A team of researchers at The University of Manchester and Karlsruhe Institute of Technology have demonstrated a technique to chemically alter small regions of graphene with high precision, resulting in extreme miniaturization of biological and chemical sensors.
The team led by Dr. Aravind Vijayaraghavan has published their findings in ACS Applied Materials & Interfaces. They report that it is possible to incorporate graphene with biological and chemical molecules and form patterns, which are 100s of nanometers in width.
Graphene, the world’s first 2D material, is strong, flexible, and transparent, as well as the world’s most conductive material. All of the atoms in graphene are exposed to its environment, allowing it to detect alterations in its surroundings.
Using technology that resembles writing with a fountain pen or a quill, the researchers were able to supply chemical droplets to the surface of graphene in very small volumes. In order to obtain such fine chemical patterns, the team used droplets of chemicals less than 100 attoliters (10-16 L) in volume; that is 1/10,000,000,000,000,000th of a liter.
These methods are crucial to enabling graphene sensors which can be applied in real-world applications; graphene sensors fabricated in this manner may find use in blood tests, reducing the quantity of blood a patient has to give.

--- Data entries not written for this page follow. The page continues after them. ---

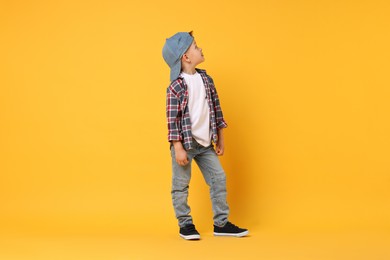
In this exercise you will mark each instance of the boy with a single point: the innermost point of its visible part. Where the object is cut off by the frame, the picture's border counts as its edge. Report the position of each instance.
(195, 120)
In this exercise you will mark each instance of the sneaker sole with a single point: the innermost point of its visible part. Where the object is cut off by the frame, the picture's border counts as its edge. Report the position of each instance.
(231, 234)
(190, 237)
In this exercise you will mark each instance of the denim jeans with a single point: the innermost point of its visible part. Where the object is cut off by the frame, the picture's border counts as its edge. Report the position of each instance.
(214, 175)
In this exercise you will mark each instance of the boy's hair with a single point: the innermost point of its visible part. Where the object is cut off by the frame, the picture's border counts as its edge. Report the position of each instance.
(173, 51)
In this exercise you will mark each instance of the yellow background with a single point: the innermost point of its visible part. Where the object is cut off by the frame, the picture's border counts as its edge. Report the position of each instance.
(304, 87)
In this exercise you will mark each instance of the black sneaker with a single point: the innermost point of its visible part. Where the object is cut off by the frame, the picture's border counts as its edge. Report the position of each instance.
(230, 230)
(189, 232)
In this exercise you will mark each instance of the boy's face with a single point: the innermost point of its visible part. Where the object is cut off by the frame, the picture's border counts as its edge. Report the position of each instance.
(194, 54)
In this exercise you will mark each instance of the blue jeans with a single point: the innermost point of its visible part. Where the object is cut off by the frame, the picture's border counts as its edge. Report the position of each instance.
(214, 175)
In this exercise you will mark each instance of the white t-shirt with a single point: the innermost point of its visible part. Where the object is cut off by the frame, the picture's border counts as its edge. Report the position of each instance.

Two types of ‘pens’ were used, one which is dipped into the reactive ‘ink’ like a quill to cover the nib, and the other where the ink is filled into a reservoir and flows through a channel in the nib, just like in a fountain pen. An array of such micro-pens is moved over the graphene surface to deliver the chemical droplets which react with the graphene. The first method is known as Dip-Pen Nanolithography (DPN) and the latter is known as Microchannel Cantilever Spotting (µCS).
Dr. Aravind Vijayaraghavan, The University of Manchester
Dr. Michael Hirtz, co-investigator from Karlsruhe adds: “By chemically modifying the graphene in such small regions, we can develop chemical and biological sensors which only require very small volumes of fluid to detect various constituents. This, combined with the high sensitivity of graphene sensors, leads us to imagine that in the future we could perform a full blood test on a patient with just one tiny drop of blood, instead of a full syringe.”